Orange Heads

insectovore

Established Member
Kritters for Christ seems to have a decent deal of adult Orange Heads so I picked up 24 females and several males. I have not tried these before but I saw some references stating they breed slightly faster than dubia and since my poor dubia colony cannot keep up I figured I'd give these a try as a test run. If anyone on here is breeding these just curious how they've done for you as far as production goes? The species I am interested in feeding already take large dubia nymphs out of cups so I am not expecting too many feeding response issues. I plan to let most of the first new batches of babies grow up but I'll try to feed off a few to make sure everyone eats them once they get large enough.
 
I primarily use orangeheads and have a ton of success breeding them. I prefer them to dubia. I have like 9 species of roach. Only ones that are for some reason taking a long time to reproduce are my yellow gyna lurida and discoids.
 
Pretty much same thing as dubia. They gutload well on most things, they do prefer certain foods more or less than dubias, but can't remember what it was.i feed my main colony carrots and oranges 99% of the time. And then my feeders get a large gutload mix.
 
My orange head colony started like a year ago with August a few nymphs. They seem to take longer to get from nymph to adult but they are bigger 100 o.h. weigh significantly more than 100 dubia. O.h.
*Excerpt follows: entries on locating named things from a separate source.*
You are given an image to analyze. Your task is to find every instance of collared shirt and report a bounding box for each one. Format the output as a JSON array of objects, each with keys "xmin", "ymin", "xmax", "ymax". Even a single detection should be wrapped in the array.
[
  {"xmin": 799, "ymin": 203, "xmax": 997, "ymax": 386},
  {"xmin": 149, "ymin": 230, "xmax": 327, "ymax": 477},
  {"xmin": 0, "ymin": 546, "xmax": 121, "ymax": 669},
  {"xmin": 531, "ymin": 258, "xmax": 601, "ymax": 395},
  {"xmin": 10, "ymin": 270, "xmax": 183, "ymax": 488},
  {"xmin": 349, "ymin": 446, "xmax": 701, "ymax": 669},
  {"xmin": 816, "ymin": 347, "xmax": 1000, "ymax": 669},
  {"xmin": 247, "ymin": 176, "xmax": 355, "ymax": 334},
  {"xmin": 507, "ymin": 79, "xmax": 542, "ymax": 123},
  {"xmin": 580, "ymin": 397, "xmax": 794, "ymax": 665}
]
May even live longer being larger.

I'm estimating they take longer to get going but about the same but probably less in numbers. If o.h. We're as pridproduc, more people would be selling them in mass like dubias. People with chams and larger lizards would love to have them so something makes them cost prohibitive.
 
I really havent experienced any slower reproduction in orange heads. If anything they seemed faster. I think dubias just have more of a mainstream popularity and are the first roach people hear about. They're also slower and not as intimidating for people that are afraid of roaches(when I first got orangeheads awhile back, I thought I made a terrible mistake... they were creepy...). Dubias are a little more hardy too. I've witnessed them survive intense temp swings just fine while my OH colony got wiped out.